View source: R/4.f.calibration.R
| calib_mdl_b | R Documentation | 
This function will read a list of objects of class ENMevaluation (See ?ENMeval::ENMevaluate for details) and return selected maxent model calibrations and predictions. Each element on the list is usually a species. a.proj.l, a.calib.l, occ.l are lists with occurence data, projection and calibration/predictor data. Species in these lists must all be in the same order of species in ENMeval.o.
calib_mdl_b(
  ENMeval.o.l,
  a.calib.l,
  occ.l = NULL,
  use.ENMeval.bgpts = TRUE,
  format = "raster",
  pred.args = c("outputformat=cloglog", "doclamp=true", "pictures=true"),
  mSel = c("AvgAIC", "LowAIC", "OR", "AUC"),
  wAICsum = 0.99,
  dAICc = 2,
  AUCmin = 0.7,
  randomseed = FALSE,
  responsecurves = TRUE,
  arg1 = "noaddsamplestobackground",
  arg2 = "noautofeature",
  numCores = 1,
  parallelTunning = TRUE
)
| ENMeval.o.l | List of objects of class ENMevaluation | 
| a.calib.l | List of predictors (cropped environmental variables) for model tuning. Used in model calibration. Argument 'x' of dismo::maxent. Raster* object or SpatialGridDataFrame, containing grids with predictor variables. These will be used to extract values from for the point locations. Can also be a data.frame, in which case each column should be a predictor variable and each row a presence or background record.. | 
| occ.l | List of occurence data. See argument "occ" in calib_mdl. | 
| use.ENMeval.bgpts | Logical. Use background points from ENMeval or sample new ones? | 
| format | Character. Output file type. Argument 'format' of raster::writeRaster | 
| pred.args | Charater. Argument 'args' of dismo::maxent. Additional argument that can be passed to MaxEnt. See the MaxEnt help for more information. The R maxent function only uses the arguments relevant to model fitting. There is no point in using args='outputformat=raw' when *fitting* the model; but you can use arguments relevant for *prediction* when using the predict function. Some other arguments do not apply at all to the R implementation. An example is 'outputfiletype', because the 'predict' function has its own 'filename' argument for that. | 
| mSel | Character vector. Which criteria to use when selecting model(s). Currently implemented: "AvgAIC", "LowAIC", "OR", "AUC" | 
| wAICsum | Cumulative sum of top ranked models for which arguments will be created | 
| dAICc | Maximum delta AICc of models to be selected. | 
| AUCmin | Minimum AUC value to select models using EBPM criteria. | 
| randomseed | logical. Args to be passed to dismo::maxent. See ?dismo::maxent and the MaxEnt help for more information. | 
| responsecurves | logical. Args to be passed to dismo::maxent. See ?dismo::maxent and the MaxEnt help for more information. | 
| arg1 | charater. Args to be passed to dismo::maxent. See ?dismo::maxent and the MaxEnt help for more information. | 
| arg2 | charater. Args to be passed to dismo::maxent. See ?dismo::maxent and the MaxEnt help for more information. | 
| numCores | Number of cores to use for parallelization. If set to 1, no paralellization is performed | 
| parallelTunning | Should parallelize within species (parallelTunning=TRUE) or between species (parallelTunning=FALSE) | 
A 'mcm.l' object. A list of 'mcm' (calib.mdls, Maxent Calibrated Models), returned from function "calib_mdl"
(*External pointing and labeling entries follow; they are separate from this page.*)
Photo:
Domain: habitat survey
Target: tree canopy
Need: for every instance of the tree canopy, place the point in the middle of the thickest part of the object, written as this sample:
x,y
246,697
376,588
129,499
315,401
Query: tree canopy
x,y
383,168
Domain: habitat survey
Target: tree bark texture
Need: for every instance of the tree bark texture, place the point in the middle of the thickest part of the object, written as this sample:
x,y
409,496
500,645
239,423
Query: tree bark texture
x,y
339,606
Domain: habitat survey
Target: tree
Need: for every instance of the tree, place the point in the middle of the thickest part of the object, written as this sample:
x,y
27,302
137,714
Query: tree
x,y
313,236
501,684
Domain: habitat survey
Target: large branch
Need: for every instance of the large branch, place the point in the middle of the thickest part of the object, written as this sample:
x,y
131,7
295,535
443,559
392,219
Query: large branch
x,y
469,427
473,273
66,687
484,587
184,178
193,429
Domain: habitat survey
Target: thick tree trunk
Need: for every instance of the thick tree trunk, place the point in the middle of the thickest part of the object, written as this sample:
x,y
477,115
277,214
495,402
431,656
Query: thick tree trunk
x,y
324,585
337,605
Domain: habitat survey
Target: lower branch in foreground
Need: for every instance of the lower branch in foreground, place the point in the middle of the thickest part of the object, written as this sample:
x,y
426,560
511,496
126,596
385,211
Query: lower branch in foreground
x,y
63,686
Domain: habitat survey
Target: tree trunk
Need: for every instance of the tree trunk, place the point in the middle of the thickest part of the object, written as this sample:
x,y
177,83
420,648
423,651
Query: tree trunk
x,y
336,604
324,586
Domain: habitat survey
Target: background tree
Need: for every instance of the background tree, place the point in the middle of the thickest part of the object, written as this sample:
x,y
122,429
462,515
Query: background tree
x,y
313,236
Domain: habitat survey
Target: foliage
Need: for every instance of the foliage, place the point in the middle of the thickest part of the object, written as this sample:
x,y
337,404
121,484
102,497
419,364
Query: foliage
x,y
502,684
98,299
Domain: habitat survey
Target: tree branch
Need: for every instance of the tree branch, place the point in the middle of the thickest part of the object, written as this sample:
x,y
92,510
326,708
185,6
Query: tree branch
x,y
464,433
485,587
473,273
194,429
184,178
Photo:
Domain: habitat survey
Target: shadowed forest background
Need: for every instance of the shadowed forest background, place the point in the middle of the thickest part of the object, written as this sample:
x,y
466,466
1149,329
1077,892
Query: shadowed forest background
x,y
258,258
mod_sel, calib_mdl, ENMevaluate_b, ENMevaluate,
maxent, proj_mdl, proj_mdl_b
## Not run: 
mxnt.mdls.preds.lst <- calib_mdl_b(ENMeval.o.l=ENMeval.res.lst,
a.calib.l=occ.b.env, a.proj.l=areas.projection, occ.l=occ, wAICsum=0.99)
mxnt.mdls.preds.lst[[1]][[1]] # models [ENMevaluate]d and selected using sum of wAIC
mxnt.mdls.preds.lst[[1]][[2]] # MaxEnt models
mxnt.mdls.preds.lst[[1]][[3]] # used prediction arguments
plot(mxnt.mdls.preds.lst[[1]][[4]]) # MaxEnt predictions, based on the model selection criteria
## End(Not run)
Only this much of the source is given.